Pepe Castro
Le crédit espagnol de Pepe Castro l'inscrit dans une tradition où l'horreur sait depuis longtemps mêler la ferveur catholique, la farce noire, le deuil familial et le goût des maisons trop pleines de secrets. L'Espagne n'aborde pas le fantastique comme une simple échappée hors du réel. Elle le traite souvent comme un retour du refoulé historique, une manière de faire parler ce que la famille, l'Église ou le village avaient décidé de taire.

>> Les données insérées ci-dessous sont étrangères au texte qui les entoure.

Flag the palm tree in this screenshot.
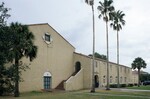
[85,0,95,92]
[8,22,37,97]
[131,57,147,87]
[110,10,125,88]
[97,0,115,90]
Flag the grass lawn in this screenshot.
[127,85,150,90]
[0,90,150,99]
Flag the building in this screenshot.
[20,23,138,92]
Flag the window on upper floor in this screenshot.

Pepe Castro apparaît avec un seul crédit au catalogue, et cette modestie apparente lui convient mieux qu'une emphase artificielle. Dans le cinéma d'horreur, une présence unique peut avoir la netteté d'une lame courte. Elle ne raconte pas une carrière, elle indique une orientation. Elle signale qu'un cinéaste a touché le genre, qu'il a participé à sa circulation, qu'il a laissé une trace dans une cartographie plus vaste.

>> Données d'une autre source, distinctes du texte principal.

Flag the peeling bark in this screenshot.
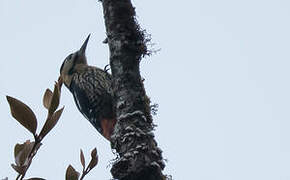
[102,0,165,180]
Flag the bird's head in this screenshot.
[60,34,90,88]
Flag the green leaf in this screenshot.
[48,83,60,114]
[42,89,52,109]
[89,148,99,169]
[80,149,85,171]
[6,96,37,135]
[39,107,64,139]
[65,165,80,180]
[11,164,26,174]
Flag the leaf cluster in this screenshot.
[6,78,64,180]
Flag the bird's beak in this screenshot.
[79,34,91,54]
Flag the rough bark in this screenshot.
[102,0,165,180]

Le prénom Pepe donne une familiarité presque populaire, loin des poses austères. Cela compte dans le contexte espagnol, où l'horreur a souvent su passer par le quotidien: bars, familles, immeubles, villages, voisins, fêtes locales, rites ordinaires. La peur surgit d'autant plus fortement qu'elle vient d'un monde reconnaissable. Un visage aimé devient suspect. Une coutume paraît soudain trop ancienne. Une blague se prolonge une seconde de trop et bascule dans la cruauté.
Castro peut être lu depuis cette relation au populaire. Le cinéma espagnol de genre n'a jamais été seulement noble ou symbolique. Il a aussi une veine brutale, carnavalesque, parfois grotesque, où le corps social se révèle par l'excès. Le fantastique y permet de faire remonter les violences de classe, les hontes religieuses, les récits de guerre, les peurs de l'enfance. Le monstre est rarement seul. Il arrive avec une communauté autour de lui, et cette communauté sait plus qu'elle ne dit.
Les années 2020 ont prolongé cette tradition dans des formats plus variés: courts métrages, films indépendants, objets de festival, récits hybrides entre drame intime et cauchemar. Un réalisateur à crédit unique peut y trouver une place réelle. Les circuits spécialisés permettent à ces œuvres de vivre au-delà de leur première projection, de rejoindre des catalogues où elles dialoguent avec d'autres traditions de la peur.
Ce qui intéresse chez Pepe Castro, c'est donc la possibilité d'une horreur espagnole de proximité. Pas nécessairement les grands châteaux ni les mythologies appuyées, mais la table familiale, la route de province, la chambre d'enfant, le portrait religieux au mur, la fête qui masque un vieux règlement de comptes. L'Espagne fantastique est puissante lorsqu'elle comprend que le rituel le plus inquiétant est parfois celui que tout le monde trouve normal.
CaSTV inscrit Castro comme une présence discrète mais située. Son nom n'a pas besoin d'être gonflé pour compter. Il appartient à un pays où le genre a appris à faire du secret une architecture et de la mémoire un piège. Un seul crédit suffit à rappeler cela: dans l'horreur espagnole, il y a toujours quelqu'un derrière la porte, non pas parce qu'il veut entrer, mais parce qu'il était là depuis le début.